GNE-618 is a Orally Active NAMPT Inhibitor
Posted On 2019-11-28
Nicotinamide adenine dinucleotide (NAD) is a critical metabolite for a range of cellular reactions. NAD is an essential coenzyme involved in cellular redox reactions and is a substrate for NAD-dependent enzymes. Especially, Nicotinamide phosphoribosyltransferase (Nampt) is an enzyme necessary for NAD synthesis. Nampt catalyzes the rate-limiting step leading to the synthesis of NAD. Moreover, NAMPT catalyzes the condensation of phosphoribosyl pyrophosphate (PRPP) and NAM to generate nicotinamide mononucleotide, a key intermediate in the regeneration of NAD. Nampt plays a critical role in mediating cell survival by inhibiting apoptosis and stimulating autophagic flux in cardiomyocytes. GNE-618 is a potent NAMPT activity inhibitor.
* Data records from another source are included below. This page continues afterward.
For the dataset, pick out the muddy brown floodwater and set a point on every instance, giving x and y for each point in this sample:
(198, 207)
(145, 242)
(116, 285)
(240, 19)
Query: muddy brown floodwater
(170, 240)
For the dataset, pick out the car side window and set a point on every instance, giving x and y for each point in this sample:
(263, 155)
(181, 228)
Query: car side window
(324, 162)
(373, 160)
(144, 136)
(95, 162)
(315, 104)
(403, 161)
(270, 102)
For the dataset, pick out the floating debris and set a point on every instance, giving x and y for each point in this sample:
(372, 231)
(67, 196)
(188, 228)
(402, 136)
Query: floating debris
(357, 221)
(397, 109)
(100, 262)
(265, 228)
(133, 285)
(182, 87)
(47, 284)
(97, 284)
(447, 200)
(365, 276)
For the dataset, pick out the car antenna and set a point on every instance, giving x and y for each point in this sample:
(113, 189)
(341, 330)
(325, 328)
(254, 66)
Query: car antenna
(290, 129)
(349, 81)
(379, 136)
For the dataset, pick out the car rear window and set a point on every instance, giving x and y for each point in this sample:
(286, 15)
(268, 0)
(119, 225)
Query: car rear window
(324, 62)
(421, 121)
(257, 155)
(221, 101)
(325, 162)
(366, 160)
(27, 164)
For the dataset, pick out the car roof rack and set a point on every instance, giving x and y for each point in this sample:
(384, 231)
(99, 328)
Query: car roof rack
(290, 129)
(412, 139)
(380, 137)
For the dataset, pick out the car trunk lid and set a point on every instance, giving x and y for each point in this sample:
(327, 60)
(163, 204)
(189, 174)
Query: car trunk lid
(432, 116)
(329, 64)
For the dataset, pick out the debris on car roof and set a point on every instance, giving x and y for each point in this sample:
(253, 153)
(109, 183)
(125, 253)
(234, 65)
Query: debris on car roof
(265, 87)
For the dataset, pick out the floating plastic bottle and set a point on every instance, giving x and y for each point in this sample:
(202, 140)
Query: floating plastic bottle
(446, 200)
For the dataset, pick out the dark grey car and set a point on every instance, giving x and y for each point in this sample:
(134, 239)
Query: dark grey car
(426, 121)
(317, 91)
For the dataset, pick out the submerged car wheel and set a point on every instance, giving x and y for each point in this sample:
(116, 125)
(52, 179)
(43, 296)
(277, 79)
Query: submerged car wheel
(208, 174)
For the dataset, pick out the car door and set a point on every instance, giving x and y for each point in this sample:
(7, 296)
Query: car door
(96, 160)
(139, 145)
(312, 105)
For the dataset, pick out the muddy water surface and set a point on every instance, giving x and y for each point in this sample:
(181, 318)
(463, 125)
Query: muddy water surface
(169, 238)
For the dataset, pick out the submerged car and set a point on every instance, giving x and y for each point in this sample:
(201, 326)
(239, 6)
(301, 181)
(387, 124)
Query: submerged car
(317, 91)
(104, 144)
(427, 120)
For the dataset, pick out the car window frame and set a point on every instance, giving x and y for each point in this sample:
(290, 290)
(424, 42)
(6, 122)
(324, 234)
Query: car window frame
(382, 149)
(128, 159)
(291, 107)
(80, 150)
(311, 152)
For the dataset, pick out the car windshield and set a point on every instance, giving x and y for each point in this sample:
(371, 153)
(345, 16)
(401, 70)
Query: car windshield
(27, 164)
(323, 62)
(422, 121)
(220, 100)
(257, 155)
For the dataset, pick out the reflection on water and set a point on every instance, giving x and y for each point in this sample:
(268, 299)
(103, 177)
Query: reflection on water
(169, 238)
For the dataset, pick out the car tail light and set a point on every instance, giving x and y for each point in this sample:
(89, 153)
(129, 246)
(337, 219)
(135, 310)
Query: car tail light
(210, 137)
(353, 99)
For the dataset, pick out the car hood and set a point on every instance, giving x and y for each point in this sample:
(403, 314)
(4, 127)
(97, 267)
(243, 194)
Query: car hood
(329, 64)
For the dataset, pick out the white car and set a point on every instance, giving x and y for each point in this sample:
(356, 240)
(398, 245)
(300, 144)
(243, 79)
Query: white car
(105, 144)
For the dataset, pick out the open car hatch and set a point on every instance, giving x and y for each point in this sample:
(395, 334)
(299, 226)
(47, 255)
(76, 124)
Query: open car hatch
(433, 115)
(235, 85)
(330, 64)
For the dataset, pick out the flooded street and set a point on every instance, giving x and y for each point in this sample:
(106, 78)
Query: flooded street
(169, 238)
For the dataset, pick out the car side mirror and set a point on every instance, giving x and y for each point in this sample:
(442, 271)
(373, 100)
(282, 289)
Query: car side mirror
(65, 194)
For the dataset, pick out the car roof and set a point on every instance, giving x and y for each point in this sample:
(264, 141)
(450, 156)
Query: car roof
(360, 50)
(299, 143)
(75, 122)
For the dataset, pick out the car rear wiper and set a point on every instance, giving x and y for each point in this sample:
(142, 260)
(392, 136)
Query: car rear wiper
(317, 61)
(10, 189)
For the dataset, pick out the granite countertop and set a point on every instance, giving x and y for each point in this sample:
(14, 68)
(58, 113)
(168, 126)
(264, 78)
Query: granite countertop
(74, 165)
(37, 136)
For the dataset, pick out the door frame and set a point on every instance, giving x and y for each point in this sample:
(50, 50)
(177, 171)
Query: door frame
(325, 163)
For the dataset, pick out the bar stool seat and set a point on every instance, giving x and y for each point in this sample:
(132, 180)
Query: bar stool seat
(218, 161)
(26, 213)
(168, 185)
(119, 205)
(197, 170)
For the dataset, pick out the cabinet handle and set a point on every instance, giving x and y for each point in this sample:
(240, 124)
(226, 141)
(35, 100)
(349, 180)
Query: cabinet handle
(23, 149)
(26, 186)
In this study, researchers describe GNE-618, an Nampt inhibitor that depletes NAD and induces cell death in vitro and in vivo. In vitro, GNE-618 inhibits NAMPT in a biochemical assay with an IC50 of 0.006 µM. GNE-618 also reduces levels of NAD with an EC50 of 2.6 nM in the NSCLC cell line Calu-6. GNE-618 inhibits A549 cell growth with an EC50 of 27.2 nM. In vivo, GNE-618 induces tumor growth inhibition (TGI) in an A549 tumor xenograft model. GNE-618 can effectively attenuate tumor growth of the A549 NSCLC xenograft model, and this effect is due to on-target inhibition of NAMPT. In particular, GNE-618 reduces NAD level and is efficacious in a patient-derived tumor xenograft model.
All in all, GNE-618 is a novel small molecule that potently inhibits NAMPT activity and exhibits efficacy in xenograft models of cancer. Furthermore, GNE-618 is efficacious in vivo and reduces tumor growth of a patient-derived tumor xenograft model.
Xiao Y, et al. Dependence of tumor cell lines and patient-derived tumors on the NAD salvage pathway renders them sensitive to NAMPT inhibition with GNE-618. Neoplasia. 2013 Oct;15(10):1151-60.